Round Table with Oscar
November 5, 2013
Our national plan

In October 2013, the government launched a 12-year national plan for St Vincent and the Grenadines. This National Economic and Social Development Plan is an important working document to guide our nation’s footsteps through the years and I hope to see a copy of it at least in newspaper format for our general public information. Not many of us will go to the website or take the flash-drive and download and print it for ourselves. It could very well gather cyberdust there!{{more}} The effort to produce the plan should be followed by an effort to disseminate it. A national Plan should not be a document just for the elite few to read, should it?

It was a good idea to have a body of people from different areas of the society and economy working together as a council. That NESDEC – National Economic and Social Development Council – as a new kid on the block, needed support to break out of the sordid and uneven society and political society tug o war in the community. NESDEC needed some “padding” or insulation from the political piper who would DJ its lyrics and melody. It needed its own budget and staff. The good idea of the NESDEC as a citizen forum and activist council never made it become an effective agency. And so, NESDEC did not carry through the process to produce our National Plan. In the end, it did not receive the necessary infrastructure or the resources, and in hindsight, we are led to conclude NESDEC was just a cosmetic product in a shiny package whose job was to waste time prettily. The actual plan was prepared out of the resources and effort of the Finance Ministry’s Planning Department. It is really the ULP’s Plan and the professionals who did the work operated as ULP functionaries.

PLANNING THE PLAN

After 34 years of constitutional independence and renewed nationhood, we in SVG are in a position to refine how we do things nationally. We must stop confusing a national product and a party product. If we say we are going to develop a 10 year plan to guide the nation’s path, make some basic decisions like the following. (1) Set the time frame as 6 months or 1 year. (2) Secure credible technical support from the intergovernmental systems e.g. the United Nations Development Plan Agency. (3) Put in place/ contract or consultant administrator, a Vincentian expert in the field e.g. Justin Robinson, Wendell Samuel, Gillian Nanton, Laura Anthony Browne, and Phillip Nanton. (4) Bring on board a small governing committee from political society and civil society (5) Draw up and seek comment on the Terms of Reference of the Planning Body; (6) Put the case to the leaders and organisations of civil society, seeking their “begin” and nominees; (7) Let the political organisations also discuss the mandate and name their representatives (8) Equip the process with staff logistics and other resources. (9) Begin the planning with a community event; (10) Have primary and social media alerted to follow the process with comments.

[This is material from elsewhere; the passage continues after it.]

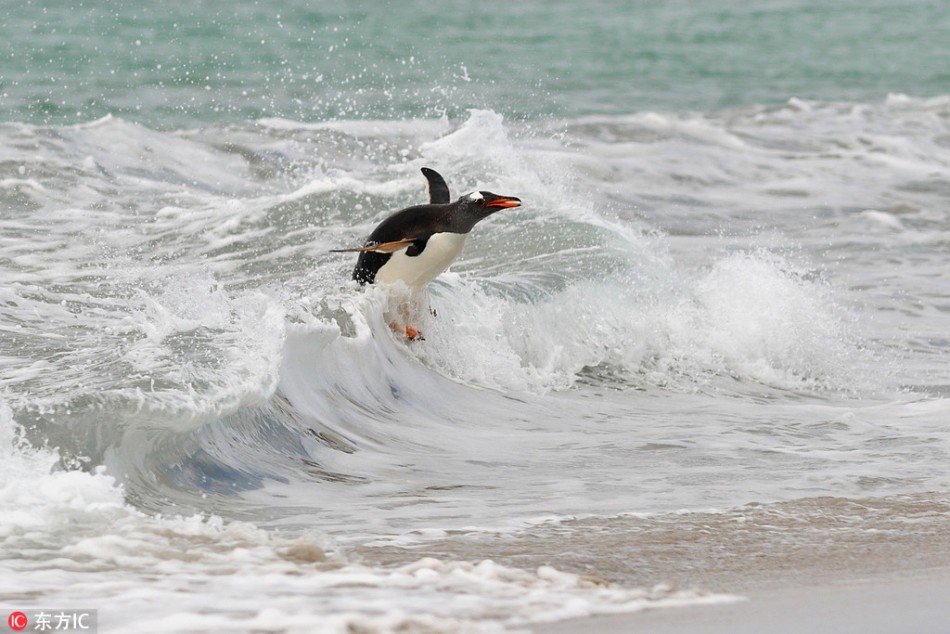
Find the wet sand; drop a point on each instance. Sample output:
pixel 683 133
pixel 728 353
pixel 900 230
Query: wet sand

Have we not grown as a nation community to be able to design a way of doing things that mobilizes all of us? Ten years ago, we may not have been able to do it, or even 5 years ago. But can we not learn new ways as we go along? Are we too dumb to search out our failings and learn from them? For example, if the political parties fail to work together, as they did with constitutional reform; does the nation have to fail? 2013, going on to 2014 must bring greater maturity into our national life and culture. We must plan to grow, believe that we can grow and cast aside those features that hold us back from growing.

GROWING OUR NATIONAL PLAN

As a maturing community and nation, we should be able to take the new National plan and start a critical conversation about where we want to take our country and region.

Let us present the plan in 100 communities, let us develop a literate Powerpoint / slide show, viewer friendly version of it for wider understanding, undermining, interrogating, shredding and retrofitting. Let us examine the vision it holds out and see to whom it really belongs. Let us project the youth’s aspirations into it, the workers and their trajectory, the environment, the criminal element and our cultural renewals, let us grow the plan. One African writer pointed out to me that Jeremiah has as his objective to build and to plant the faith of his community, but in doing so, he had to break down, pluck up and uproot a whole lot of things. Maybe it’s so we can build over the plan 12 SVG. Do you remember on one occasion, the NDP parliamentarians wanted to introduce a charter for Spiritual Renewal in the House of Assembly? Since then, the spiritual course of our community has not moved upwards, in my view. They saw investment in some civil society institutions like Sunday Schools as eritical. Not a fan removed, PM Gonsalves mooted that investment in “boys on the block” as point for consideration. The two views seem to converge on a path that invokes the moral rearmament of our society and youth. Will the national plan that we reengineer, move more sure footedly in that direction?

You know, it is time for us to move away from one-one tinkering and meddling with our nation and region. In September we hear talk about Reparation, in October, National Plan, before year end will be some other isolated topic. You know we can do better than that. So as we get started to fix our nation plan, let us do it “holistically”. Let us become mature in how we move ahead with our nation.